EX-99.3 4 dex993.htm AMENDMENT NO.2 TO SECOND AMENDED AND RESTATED EXECUTIVE EMPLOYMENT AGREEMENT Amendment No.2 to Second Amended and Restated Executive Employment Agreement

Exhibit 99.3

AMENDMENT NO. 2 TO

AMENDED AND RESTATED EXECUTIVE EMPLOYMENT AGREEMENT

This AMENDMENT NO. 2 TO AMENDED AND RESTATED EXECUTIVE EMPLOYMENT AGREEMENT (the “Amendment”) is entered into as of December 24, 2008 by and between Icagen, Inc. (the “Company”), a Delaware corporation with offices located at 4222 Emperor Boulevard, Suite 350, Durham, North Carolina 27703, and Seth V. Hetherington (“Executive”).

W I T N E S S E T H :

WHEREAS, on August 22, 2007, the Company and Executive entered into an Amended and Restated Executive Employment Agreement (as amended from time to time, the “Agreement”), pursuant to which the Company employed the Executive in the position of Senior Vice President, Clinical and Regulatory Affairs on the terms and subject to the conditions set forth therein;

WHEREAS, the Company and Executive entered into an Amendment No. 1 to the Amended and Restated Executive Employment Agreement on February 1, 2008; and

WHEREAS, the Company and Executive desire to further amend the Agreement on the terms set forth below;

NOW, THEREFORE, in consideration of the foregoing and the provisions and mutual promises herein contained and other good and valuable consideration, the receipt and adequacy of which is hereby acknowledged, the parties hereby agree as follows:

1. AMENDMENT TO DEFINITION OF SEVERANCE BENEFIT. Section 5(e) of the Agreement is hereby amended to read in its entirety as follows:

“(e) Severance.
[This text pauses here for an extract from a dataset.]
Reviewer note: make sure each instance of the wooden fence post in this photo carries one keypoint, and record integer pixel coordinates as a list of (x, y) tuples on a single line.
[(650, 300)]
In the event of termination of Executive’s employment during the Term (i) by the Company without Cause or (ii) by Executive for Good Reason and subject to Executive’s signing and not revoking a general release of claims with the Company in a form satisfactory to the Company, Executive shall receive, as partial consideration for the covenants of Executive set forth in the agreement referenced in Section 6 hereof, a severance payment (the “Severance Benefit”) in an amount equal to (x) twelve (12) month’s base salary if such termination occurs after the first annual anniversary of the Effective date and prior to the fifth annual anniversary of the Effective Date, and (y) eighteen (18) month’s base salary if such termination occurs on or after the fifth annual anniversary of the Effective Date, plus 75% of Executive’s target cash bonus for the year in which the termination of Executive’s employment occurs or, if such target cash bonus has not yet been determined as of the date of Executive’s termination, 75% of Executive’s target cash bonus for the year immediately preceding the year in which the termination occurs. The Company shall pay the Severance Benefit to Executive in semi-monthly installments to be paid on each of the 15th and last business day of each calendar month commencing in the month immediately following the date of termination of Executive’s employment, each such semi-monthly installment to be equal to one-half of a month’s base


salary, in accordance with the Company’s customary payroll practices. Executive shall also continue to be entitled to receive all Company medical and dental insurance, life insurance and disability insurance benefits to which Executive was entitled as of the date of termination (the “Continuing Benefits”), subject to the terms of all applicable benefit plans and to the extent such benefits can be provided to non-employees (or to the extent such benefits cannot be provided to non-employees, then the Company shall pay to Executive on each of the 15th and last business day of each month during the applicable period the amount that the Company was paying to the applicable third party for such benefits immediately prior to the termination of Executive’s employment), at the same average level and on the same terms and conditions which applied immediately prior to the date of Executive’s termination, for the shorter of (i) twelve (12) months if such termination occurs after the first annual anniversary of the Effective Date and prior to the fifth annual anniversary of the Effective Date and eighteen (18) months if such termination occurs on or after fifth annual anniversary of the Effective Date, or (ii) until Executive obtains comparable coverage from another employer. The Company shall also pay to Executive any payments due pursuant to Section 5(g) hereof.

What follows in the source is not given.